We are, along with all wine connoisseurs with whom we shared the news, very skeptical of the whole idea of immediate aging. However, Tanaka is not alone in experimenting with instant wine ageing. He sustains that the method used by his lab is the most advanced and the key part of the machinery that accomplishes the process has been patented.
Tanaka said that Innovative Design and Technology Inc. is in talks with California and Washington state wineries to provide young wine to treat and sell to its US affiliate, BW2 Holdings. BW2 plans to sell such wines on the Internet later this year at US$5 (check out up-to-date value in other currencies.)
So far however, not many producers are willing to take the plunge. Tanaka and his company have contacted various Japanese wine producers, sake rice wine and 'shochu' (sweet potato spirit) distillers, but so far only a small shochu maker in southern Japan has agreed to get involved.
As expected, in Europe the idea of electrolyzed wine makes producers, experts and wine consumers alike cringe. In the Old World vitiniculture is part of civilization itself.
Tanaka declared that during the natural wine maturation process the taste is enhanced by the mixture of alcohol with water molecule clusters. He claimed that the electrolysis treatment breaks up water clusters in the wine, allowing the water to blend instantaneously and thoroughly with the alcohol.
According to Akihiro Hishima, a member of Innovative Design and Technology Inc. development team, in addition to shortcut production time, electrolyzed wine is healthier than that aged in the traditional way, because it doesn't oxidize easily and requires no artificial anti-oxidizing agents.
As wine consumption in the US is on the rise, having passed beer consumption for the first time ever in 2005, the company's approach to the US market appears to be the smart choice.
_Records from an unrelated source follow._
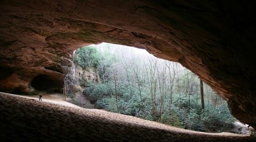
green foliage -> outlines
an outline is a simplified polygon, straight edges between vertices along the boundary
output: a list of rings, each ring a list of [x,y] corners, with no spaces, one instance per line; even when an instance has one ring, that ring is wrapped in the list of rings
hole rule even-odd
[[[76,51],[74,62],[84,69],[86,68],[97,68],[99,65],[100,57],[97,49],[93,46],[80,48]]]
[[[184,128],[183,122],[180,120],[175,111],[172,111],[170,114],[163,114],[161,116],[160,122],[163,123]]]
[[[207,86],[201,110],[199,80],[191,72],[160,59],[131,58],[125,52],[119,55],[105,48],[102,52],[81,48],[75,58],[82,68],[96,68],[100,75],[101,82],[86,84],[83,92],[96,108],[117,112],[118,106],[121,114],[204,132],[224,131],[234,121],[226,102]]]

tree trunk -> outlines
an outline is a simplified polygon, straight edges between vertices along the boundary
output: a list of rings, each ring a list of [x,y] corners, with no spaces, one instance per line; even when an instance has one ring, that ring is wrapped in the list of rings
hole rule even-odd
[[[201,94],[201,106],[202,110],[204,110],[204,87],[203,81],[200,78],[200,94]]]

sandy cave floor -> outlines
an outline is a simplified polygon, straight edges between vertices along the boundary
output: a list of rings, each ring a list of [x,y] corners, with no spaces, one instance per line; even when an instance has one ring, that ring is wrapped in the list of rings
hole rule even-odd
[[[39,101],[0,93],[0,141],[256,141],[248,135],[187,130],[44,96]]]

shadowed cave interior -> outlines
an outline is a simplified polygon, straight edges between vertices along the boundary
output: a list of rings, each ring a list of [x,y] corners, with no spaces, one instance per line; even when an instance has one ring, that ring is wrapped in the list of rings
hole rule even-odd
[[[63,86],[61,81],[56,80],[63,77],[59,64],[63,59],[68,59],[74,50],[102,42],[119,44],[146,49],[156,57],[180,62],[226,101],[234,117],[255,128],[255,7],[254,2],[241,1],[1,1],[0,91],[31,94],[34,93],[34,88],[44,90],[42,85],[56,90],[55,87]],[[0,135],[0,135],[1,137],[8,139],[8,136],[18,133],[14,137],[17,141],[22,139],[19,136],[33,141],[36,139],[36,132],[43,135],[44,131],[51,130],[53,132],[48,133],[47,137],[56,140],[60,131],[55,134],[53,130],[57,127],[48,128],[47,124],[39,124],[34,128],[30,123],[41,124],[46,119],[56,122],[59,127],[60,120],[55,118],[68,117],[68,114],[73,118],[77,116],[69,111],[68,115],[60,115],[65,108],[59,111],[32,100],[2,96],[0,103],[4,107],[0,107],[1,122],[6,123],[0,128],[6,131]],[[35,110],[24,109],[26,105]],[[49,118],[37,114],[46,106],[53,111],[49,112]],[[22,112],[15,115],[14,112]],[[93,116],[83,116],[79,120]],[[24,122],[19,122],[20,118]],[[73,119],[68,121],[71,120]],[[98,124],[94,126],[97,128],[102,127],[101,123],[108,126],[111,122],[97,120]],[[66,126],[77,126],[73,124]],[[121,128],[115,124],[110,127],[118,132],[125,131],[125,128],[135,132],[137,128],[130,123],[118,123],[123,126]],[[155,135],[154,140],[161,137],[160,133],[149,130],[149,134]],[[93,140],[93,137],[85,132],[87,130],[82,132],[84,135],[64,135],[69,140],[76,135]],[[98,130],[102,131],[102,135],[93,135],[97,140],[109,138],[107,130]],[[179,133],[164,133],[166,137],[175,136],[181,141],[184,138]],[[210,141],[231,141],[234,137],[220,140],[219,136],[207,135]],[[118,136],[126,138],[125,140],[133,136],[122,133]],[[189,135],[186,136],[188,138]],[[191,136],[196,139],[197,135]],[[200,137],[205,140],[204,136]],[[236,137],[237,141],[255,140],[251,137]],[[109,140],[118,141],[118,138],[114,135]]]

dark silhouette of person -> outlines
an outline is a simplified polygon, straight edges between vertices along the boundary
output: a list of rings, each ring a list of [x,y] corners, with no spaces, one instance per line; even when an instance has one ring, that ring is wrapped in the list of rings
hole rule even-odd
[[[39,101],[42,101],[42,95],[39,95]]]

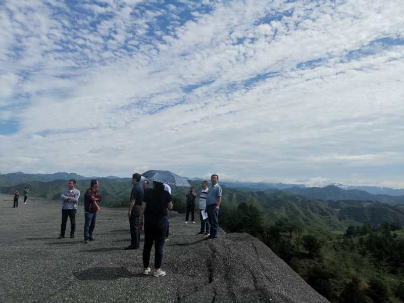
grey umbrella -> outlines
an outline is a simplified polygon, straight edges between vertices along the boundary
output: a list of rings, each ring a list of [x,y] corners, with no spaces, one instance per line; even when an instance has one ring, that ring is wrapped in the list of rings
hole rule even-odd
[[[169,185],[176,186],[190,186],[186,179],[169,171],[147,171],[142,176],[150,181],[165,183]]]

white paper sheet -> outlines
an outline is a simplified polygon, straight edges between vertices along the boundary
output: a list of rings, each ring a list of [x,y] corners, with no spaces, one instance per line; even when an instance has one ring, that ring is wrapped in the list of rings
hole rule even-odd
[[[208,213],[205,211],[200,211],[200,213],[202,214],[202,219],[205,220],[208,219]]]

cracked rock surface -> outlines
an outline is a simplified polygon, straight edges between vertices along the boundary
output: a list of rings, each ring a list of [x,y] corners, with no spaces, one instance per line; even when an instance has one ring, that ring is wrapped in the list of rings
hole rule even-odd
[[[130,243],[126,209],[103,208],[95,240],[83,241],[79,206],[75,239],[58,239],[61,202],[19,203],[0,195],[0,301],[159,302],[323,302],[263,243],[245,233],[205,240],[196,224],[170,215],[164,246],[165,277],[142,274],[142,247]],[[21,200],[21,199],[20,199]],[[196,217],[198,217],[197,216]],[[153,270],[154,248],[150,256]]]

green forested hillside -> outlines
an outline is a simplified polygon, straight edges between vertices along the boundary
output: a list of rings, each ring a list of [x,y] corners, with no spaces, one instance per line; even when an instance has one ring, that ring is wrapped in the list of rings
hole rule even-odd
[[[99,190],[103,195],[102,206],[108,207],[127,206],[132,184],[130,179],[99,179]],[[190,181],[199,190],[200,182]],[[89,186],[89,180],[78,180],[77,188],[83,200],[85,190]],[[59,200],[60,194],[67,187],[66,180],[50,182],[31,181],[15,186],[0,187],[0,192],[12,194],[15,188],[22,193],[24,188],[30,189],[29,195],[47,199]],[[237,207],[242,203],[256,207],[264,215],[265,221],[273,222],[284,218],[308,226],[318,227],[327,230],[343,230],[351,224],[369,224],[378,225],[383,222],[394,222],[404,225],[404,212],[401,206],[392,206],[372,201],[323,201],[310,199],[301,195],[280,190],[271,192],[254,191],[222,186],[223,206]],[[185,194],[187,187],[172,186],[174,209],[184,212]]]

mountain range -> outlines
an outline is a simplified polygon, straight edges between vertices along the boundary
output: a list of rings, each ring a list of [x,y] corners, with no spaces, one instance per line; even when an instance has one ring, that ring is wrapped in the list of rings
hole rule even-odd
[[[17,174],[21,176],[20,174]],[[57,176],[77,179],[76,187],[82,192],[79,203],[82,203],[82,193],[89,185],[88,179],[82,179],[82,176],[71,174]],[[55,176],[54,174],[46,177]],[[99,189],[103,197],[102,206],[119,207],[128,205],[132,187],[130,178],[98,180]],[[190,180],[189,182],[191,185],[199,188],[200,180]],[[61,193],[66,187],[66,179],[46,182],[27,181],[12,186],[0,187],[0,193],[11,194],[16,188],[22,192],[27,186],[30,189],[30,197],[58,200]],[[308,226],[337,230],[343,230],[351,224],[379,225],[384,221],[404,226],[403,206],[391,205],[393,201],[384,196],[382,197],[389,204],[382,203],[376,198],[380,197],[365,191],[345,190],[334,186],[311,188],[295,186],[283,190],[274,188],[257,190],[231,188],[223,183],[222,186],[224,207],[236,208],[243,203],[254,205],[262,212],[268,222],[285,218]],[[176,186],[172,188],[175,204],[185,205],[188,188]],[[400,197],[389,196],[390,199],[396,199],[396,202],[400,202]]]
[[[392,196],[387,194],[372,194],[359,189],[343,189],[335,185],[325,187],[298,187],[294,186],[283,189],[291,193],[299,194],[312,199],[322,200],[370,200],[389,204],[404,204],[404,195]]]

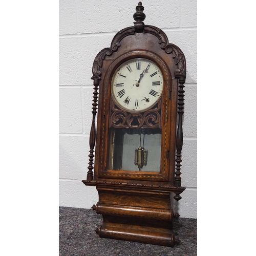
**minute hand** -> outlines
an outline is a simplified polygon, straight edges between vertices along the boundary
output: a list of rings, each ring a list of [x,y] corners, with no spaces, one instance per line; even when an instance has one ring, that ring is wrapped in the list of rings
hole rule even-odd
[[[139,81],[138,81],[138,83],[139,83],[140,82],[140,80],[142,79],[142,77],[144,76],[144,75],[145,74],[145,73],[147,72],[147,70],[150,68],[150,64],[148,64],[147,65],[147,67],[145,69],[143,70],[143,72],[142,73],[142,74],[140,74],[140,79],[139,79]]]

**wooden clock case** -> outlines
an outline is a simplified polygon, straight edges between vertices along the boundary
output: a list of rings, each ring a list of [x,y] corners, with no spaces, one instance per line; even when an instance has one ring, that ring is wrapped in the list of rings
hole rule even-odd
[[[180,170],[186,62],[182,52],[168,42],[163,31],[144,24],[143,10],[139,2],[134,15],[134,26],[118,32],[111,47],[99,52],[94,60],[89,171],[87,180],[82,181],[96,186],[98,192],[99,201],[92,208],[103,217],[102,225],[96,230],[100,237],[173,247],[180,242],[173,230],[174,218],[179,215],[173,211],[171,195],[175,194],[174,199],[178,201],[185,189],[181,186]],[[111,79],[116,69],[138,57],[154,61],[164,77],[161,98],[152,108],[151,118],[148,111],[138,114],[120,110],[111,98]],[[161,128],[160,172],[108,169],[108,132],[115,125]]]

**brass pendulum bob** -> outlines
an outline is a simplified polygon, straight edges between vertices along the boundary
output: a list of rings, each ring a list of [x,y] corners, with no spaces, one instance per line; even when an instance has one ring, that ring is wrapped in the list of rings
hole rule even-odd
[[[135,148],[135,154],[134,157],[134,164],[137,165],[139,170],[141,171],[141,168],[144,165],[146,165],[147,160],[147,150],[144,147],[144,140],[145,139],[145,134],[143,137],[143,142],[141,146],[141,133],[140,134],[140,146],[138,149]]]

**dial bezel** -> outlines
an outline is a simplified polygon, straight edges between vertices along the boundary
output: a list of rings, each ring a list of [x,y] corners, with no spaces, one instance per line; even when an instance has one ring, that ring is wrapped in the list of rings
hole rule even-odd
[[[123,67],[125,67],[125,66],[127,64],[127,63],[129,63],[131,62],[136,62],[137,60],[145,60],[145,61],[150,61],[150,62],[153,63],[154,65],[156,66],[157,68],[160,71],[160,74],[161,76],[161,80],[162,81],[162,86],[161,88],[161,92],[160,92],[160,95],[158,96],[157,99],[154,101],[153,103],[150,103],[148,104],[148,106],[147,108],[142,109],[134,109],[134,110],[131,110],[127,108],[126,108],[125,106],[124,106],[122,105],[119,101],[117,100],[116,97],[116,93],[115,92],[115,89],[114,89],[114,80],[116,77],[117,73],[118,72],[119,70],[120,69],[122,68]],[[142,72],[142,70],[140,72]],[[127,112],[130,112],[130,113],[140,113],[140,112],[144,112],[145,111],[146,111],[147,110],[148,110],[151,109],[152,109],[154,106],[156,105],[156,104],[158,103],[158,102],[160,100],[162,95],[163,94],[163,88],[164,88],[164,76],[163,75],[161,69],[159,67],[159,65],[157,64],[156,62],[154,60],[152,60],[152,59],[150,59],[148,58],[145,58],[145,57],[134,57],[132,58],[130,58],[128,60],[126,60],[125,61],[124,61],[122,62],[119,66],[118,67],[115,69],[114,74],[112,76],[112,78],[111,80],[111,96],[112,97],[112,99],[114,100],[114,102],[116,104],[116,105],[121,110],[124,110],[125,111],[126,111]],[[150,87],[148,86],[147,86],[147,88],[150,88]],[[159,92],[158,92],[159,93]]]

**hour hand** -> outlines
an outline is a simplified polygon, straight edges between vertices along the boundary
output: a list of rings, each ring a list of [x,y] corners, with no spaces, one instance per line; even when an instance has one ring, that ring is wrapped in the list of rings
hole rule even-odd
[[[150,68],[150,63],[147,65],[147,67],[145,69],[144,69],[143,71],[143,72],[140,75],[140,79],[138,81],[138,82],[136,82],[136,86],[138,87],[139,86],[140,80],[142,79],[142,77],[144,76],[144,75],[145,74],[145,73],[147,72],[147,70]]]

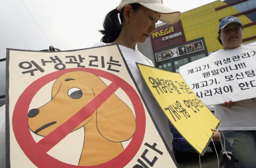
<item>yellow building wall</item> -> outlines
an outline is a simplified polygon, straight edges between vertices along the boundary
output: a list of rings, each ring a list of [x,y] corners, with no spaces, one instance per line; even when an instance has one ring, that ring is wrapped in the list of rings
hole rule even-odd
[[[217,40],[219,19],[234,15],[240,12],[230,6],[217,10],[216,8],[227,4],[218,0],[182,13],[180,19],[187,41],[204,37],[208,52],[222,48]],[[245,15],[238,16],[243,24],[252,22]],[[243,39],[256,35],[256,25],[243,29]],[[253,39],[243,42],[248,43]]]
According to a study by the British-based International Wine and Spirits Record, the US will become the world's top consumer of wine as early as 2008. If we add to this the widespread relative lack of wine education in the United States, the lower price may win over part of the less knowledgeable consumers.
"I know we'll face a lot of resistance from within the wine industry – we already have," said Tanaka recollecting when, in 2002 the company took a prototype of the machine to an Italian wine producer whom he declined to name. "We were told to leave the room, leave the country and never come back."